For people living within community states, their spouses would have to give their consent via a waiver if they decide to make anyone else other than their spouse their beneficiary.
When a spouse is a primary beneficiary, then children, favorite charities, or grandchildren would typically be contingents. Contingent beneficiaries become primary beneficiaries if the owner of the account, as well as their primary beneficiary, passes away close to the same time.
When setting up the account, you would need to supply the full name, DOB, and other relevant data of each beneficiary selected. You can decide to change your beneficiary at any point in time. However, you would need to submit a form (usually one-paged) to do this.
On the application to set up the precious metal IRA, you’d be asked to either designate your Interested Party or Representative. Designating a Representative means that they can carry out any transaction on the account without your permission (solely at their discretion).
On the other hand, your Interested Party can speak to your custodian about the account freely. Making the metal dealer which you choose your Interested Party might be helpful as this would save you the stress of being in on every conversation the dealer needs to have with your custodian.
Moreover, your Interested Party cannot make any transaction on your IRA. Your signature will still always be needed before any sale or trade is authorized. So, making your dealer your Interested Party is completed harmless.
But, if a dealer suggests or even gladly accepts the offer of being your Representative, you should take this as a warning sign and avoid them as best as you can.
Another thing that you need to know about precious metal IRAs is that you would not be allowed to hold your physical precious metals by yourself. The IRS strongly opposes this and anyone that breaks the law will pay penalty fees. Visit https://sdirahandbook.com/ to learn more about Gold IRA and IRS rules against home storage.
Hence, after setting up your account, you would need a 3rd-party (usually a non-bank) IRS-approved depository to store the asset.
There are two types of storage available to you, commingled and segregated. When you fill out the account application, you’ll need to pick one of the two.
When you pick segregated storage, your asset will be put together, and then your name, as well as the account number, will be marked on it. Afterward, it will be stored in your custodian’s part of the storage.
When it is time to cash out your investment by either selling off the asset or having the asset sent to you, you will get the exact bars or coins that you bought and stored. Silver can’t be stored in segregated storage because of how bulky it is.
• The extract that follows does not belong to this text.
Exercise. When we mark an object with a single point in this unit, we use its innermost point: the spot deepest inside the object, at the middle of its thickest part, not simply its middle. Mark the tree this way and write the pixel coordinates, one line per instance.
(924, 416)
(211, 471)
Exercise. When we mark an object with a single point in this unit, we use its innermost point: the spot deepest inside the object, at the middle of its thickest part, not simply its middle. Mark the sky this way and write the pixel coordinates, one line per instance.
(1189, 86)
Here, the asset will be stored in your custodian’s part of the storage, however, it will be mingled with the precious metals of your custodian’s other clients. When you take out your investment, you will get the exact type of bars or coins that you stored. But, it most likely won’t be the exact bars or coins that you bought and stored.
Commingled storage is typically more affordable than segregated.
Having a gold retirement plan is one sure way to financially secure one’s retirement. If you have decided to take this investment path, then you need to be well aware of certain things to prevent you from making a costly mistake. In this article, we have discussed some very important aspects of setting up your gold IRA.